Creole Day is the opportunity for women to bring out what has become Saint Lucia’s national dress, known as the Madras, a plaid-patterned cotton still imported from India. It’s fashionable on other occasions too, such as the flower festivals of La Woz (‘The Rose’) and La Magwit (‘The Marguerite’) celebrated in many villages for patron saints, and organised by two rival historic cultural associations, whose members comprise most of the country’s population.

On the plantations African women had to wear the uniform or ‘livre’ of the estate, but on Sundays and at Christmas they could dress as they pleased, and bought clothes from the sale of produce from their small garden plots.

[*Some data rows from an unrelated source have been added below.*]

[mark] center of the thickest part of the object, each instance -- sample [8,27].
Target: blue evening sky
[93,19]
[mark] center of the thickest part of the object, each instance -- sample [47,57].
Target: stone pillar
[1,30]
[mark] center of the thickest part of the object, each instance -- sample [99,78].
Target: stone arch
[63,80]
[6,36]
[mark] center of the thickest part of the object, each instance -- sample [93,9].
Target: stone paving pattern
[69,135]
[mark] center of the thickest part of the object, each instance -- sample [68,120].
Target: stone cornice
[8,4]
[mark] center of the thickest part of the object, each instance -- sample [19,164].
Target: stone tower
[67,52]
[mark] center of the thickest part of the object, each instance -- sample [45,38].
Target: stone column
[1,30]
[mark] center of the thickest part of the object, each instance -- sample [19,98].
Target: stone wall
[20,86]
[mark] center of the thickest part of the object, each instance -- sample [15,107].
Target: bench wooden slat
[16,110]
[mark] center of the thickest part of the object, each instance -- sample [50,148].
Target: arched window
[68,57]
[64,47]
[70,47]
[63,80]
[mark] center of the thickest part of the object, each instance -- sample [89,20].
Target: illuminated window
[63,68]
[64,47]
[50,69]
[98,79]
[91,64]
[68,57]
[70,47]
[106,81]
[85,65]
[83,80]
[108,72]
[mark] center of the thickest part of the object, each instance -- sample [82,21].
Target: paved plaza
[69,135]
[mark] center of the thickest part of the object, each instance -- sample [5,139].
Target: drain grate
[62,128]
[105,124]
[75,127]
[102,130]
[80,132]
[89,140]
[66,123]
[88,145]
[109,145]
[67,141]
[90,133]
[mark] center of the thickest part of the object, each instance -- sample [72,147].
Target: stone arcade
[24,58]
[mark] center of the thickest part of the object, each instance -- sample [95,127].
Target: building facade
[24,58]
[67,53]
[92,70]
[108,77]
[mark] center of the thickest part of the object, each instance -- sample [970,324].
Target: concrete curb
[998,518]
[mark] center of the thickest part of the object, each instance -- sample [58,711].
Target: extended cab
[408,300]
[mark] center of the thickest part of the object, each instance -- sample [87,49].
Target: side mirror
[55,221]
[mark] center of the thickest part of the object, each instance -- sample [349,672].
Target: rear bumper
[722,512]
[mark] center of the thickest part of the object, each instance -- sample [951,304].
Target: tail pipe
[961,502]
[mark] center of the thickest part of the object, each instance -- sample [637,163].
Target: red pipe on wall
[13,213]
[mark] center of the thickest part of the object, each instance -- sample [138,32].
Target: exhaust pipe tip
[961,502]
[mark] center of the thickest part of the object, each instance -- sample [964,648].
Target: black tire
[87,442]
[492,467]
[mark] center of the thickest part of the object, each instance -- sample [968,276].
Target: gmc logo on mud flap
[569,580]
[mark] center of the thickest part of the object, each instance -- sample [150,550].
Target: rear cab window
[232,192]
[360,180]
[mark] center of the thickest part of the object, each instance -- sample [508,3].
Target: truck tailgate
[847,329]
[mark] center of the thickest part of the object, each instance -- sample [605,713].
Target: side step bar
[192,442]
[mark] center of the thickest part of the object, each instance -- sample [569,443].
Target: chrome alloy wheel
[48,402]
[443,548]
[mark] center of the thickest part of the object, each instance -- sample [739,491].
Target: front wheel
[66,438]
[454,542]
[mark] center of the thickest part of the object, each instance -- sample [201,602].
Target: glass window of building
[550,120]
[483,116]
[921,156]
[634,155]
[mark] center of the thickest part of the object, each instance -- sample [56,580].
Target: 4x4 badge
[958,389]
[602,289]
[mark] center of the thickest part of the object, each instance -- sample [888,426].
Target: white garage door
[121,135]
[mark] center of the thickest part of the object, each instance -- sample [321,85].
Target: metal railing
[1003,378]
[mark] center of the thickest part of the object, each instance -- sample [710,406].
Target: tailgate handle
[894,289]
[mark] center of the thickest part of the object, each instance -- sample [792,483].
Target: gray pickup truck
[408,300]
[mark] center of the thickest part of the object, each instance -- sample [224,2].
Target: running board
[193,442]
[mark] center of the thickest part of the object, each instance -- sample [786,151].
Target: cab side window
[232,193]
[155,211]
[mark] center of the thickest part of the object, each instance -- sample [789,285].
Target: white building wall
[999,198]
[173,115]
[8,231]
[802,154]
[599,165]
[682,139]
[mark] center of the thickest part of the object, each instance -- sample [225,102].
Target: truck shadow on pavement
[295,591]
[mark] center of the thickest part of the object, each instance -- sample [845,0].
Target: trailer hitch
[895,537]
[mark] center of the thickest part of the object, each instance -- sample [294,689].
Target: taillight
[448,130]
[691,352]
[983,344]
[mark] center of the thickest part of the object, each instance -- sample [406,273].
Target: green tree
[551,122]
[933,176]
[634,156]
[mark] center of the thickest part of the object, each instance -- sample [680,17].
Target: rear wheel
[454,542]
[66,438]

Their bright, colourful skirts, as compared with the dreary tones of their uniform, became known as Creole dress.

By the end of the 18th century, the muchoir madras had replaced white headscarves, which are tied in more or less provocative ‘peaks’ of availability. One peak means –
‘I am single’, two – ‘I am married’, three – ‘I am widowed or divorced’, and four –
‘I accept everyone who tries’. To add a further frisson, a custom evolved of lifting the skirt and flinging it nonchalantly over one arm, revealing a lace-trimmed petticoat.

For two weeks in April, Saint Lucia swings with its Jazz and Arts Festival, showcasing local musicians and international stars. The main venue is scenic Pigeon Island, an appropriate lure for visitors, but performances are also held around the island to involve local people. Contemporary performance art has flourished during the last few decades with an explosion of popular music recorded by local groups and broadcast on the radio. Theatre productions are staged across the island, not just in Castries, many of them inspired by the Creolisation movement. Although other Saint Lucian writers are less well-known than Derek Walcott, interest in literature and its production as drama is significant.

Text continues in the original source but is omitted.